Netwealth Limited has told shareholders it relinquished $30 million of the $100 million debt facility it established to deal with compensation to clients impacted by the collapse of the First Guardian Master Trust.
The company said that it had drawn $70 million from the facility in late January, but the balance of the compensation payment had been drawn from internal resources.
The status of the First Guardian-related debt facility came as Netwealth announced its first half results revealing a 19.9% increase in net profit after tax on the back of a 24.7% increase in total income to $193.8 million.
The directors declared an interim dividend of 21 cents per share, fully franked.
Netwealth chief executive and managing director, Matt Heine reinforced the company’s health arguing that it had entered the second half with strong momentum, continued business growth and increasing traction across the market.
The company’s announcement said platform revenue grew by 25.3% to $189 million for the first half.
“The strength of these results is demonstrated by the continued growth in Netwealth’s key business drivers. FUA custodial inflows were $16.4B for the half, an increase of 10.7%. Total FUA ended the period at $125.6B, up $24.0B on PCP or 23.6%.

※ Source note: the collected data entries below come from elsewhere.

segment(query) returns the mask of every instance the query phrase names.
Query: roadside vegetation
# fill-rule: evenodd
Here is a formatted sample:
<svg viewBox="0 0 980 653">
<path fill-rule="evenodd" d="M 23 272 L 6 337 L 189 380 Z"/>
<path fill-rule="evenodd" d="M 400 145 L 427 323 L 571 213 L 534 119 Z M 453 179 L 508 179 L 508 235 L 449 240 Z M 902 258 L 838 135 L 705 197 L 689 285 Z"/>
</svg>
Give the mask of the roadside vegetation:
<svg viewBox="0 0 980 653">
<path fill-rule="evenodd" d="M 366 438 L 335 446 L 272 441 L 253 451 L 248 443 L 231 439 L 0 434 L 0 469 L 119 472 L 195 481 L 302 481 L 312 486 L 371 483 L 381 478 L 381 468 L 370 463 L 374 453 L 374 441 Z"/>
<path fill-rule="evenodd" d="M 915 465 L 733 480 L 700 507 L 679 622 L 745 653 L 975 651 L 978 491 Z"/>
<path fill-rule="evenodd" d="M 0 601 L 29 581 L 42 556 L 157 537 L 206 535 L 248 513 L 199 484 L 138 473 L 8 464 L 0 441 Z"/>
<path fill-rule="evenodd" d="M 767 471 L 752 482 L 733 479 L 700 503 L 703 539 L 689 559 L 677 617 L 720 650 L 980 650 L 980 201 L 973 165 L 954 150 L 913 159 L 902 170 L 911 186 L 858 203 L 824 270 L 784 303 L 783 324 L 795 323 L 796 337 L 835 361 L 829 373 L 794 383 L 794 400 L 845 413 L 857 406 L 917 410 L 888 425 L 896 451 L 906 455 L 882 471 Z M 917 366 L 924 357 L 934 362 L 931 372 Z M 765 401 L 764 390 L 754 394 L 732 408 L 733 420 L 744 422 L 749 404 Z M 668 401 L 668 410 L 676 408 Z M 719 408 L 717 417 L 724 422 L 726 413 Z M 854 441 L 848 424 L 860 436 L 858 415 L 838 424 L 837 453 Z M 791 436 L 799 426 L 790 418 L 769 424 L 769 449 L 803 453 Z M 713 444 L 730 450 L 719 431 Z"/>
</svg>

“Growth was driven by a range of factors including a 13.7% increase in the number of accounts to 172,221, and an increase in the number of advisers to 4,089 which was an increase of 7.3%.
“Average FUA per account increased by 11. 4% to $7 20K per account. FUA net flows were $8.2B, compared to $8. 5B in the PCP. This included the outflow of two institutional accounts of $0.4B. “Managed Account net flows were $3.4B for the half , an increase of 42.7%.”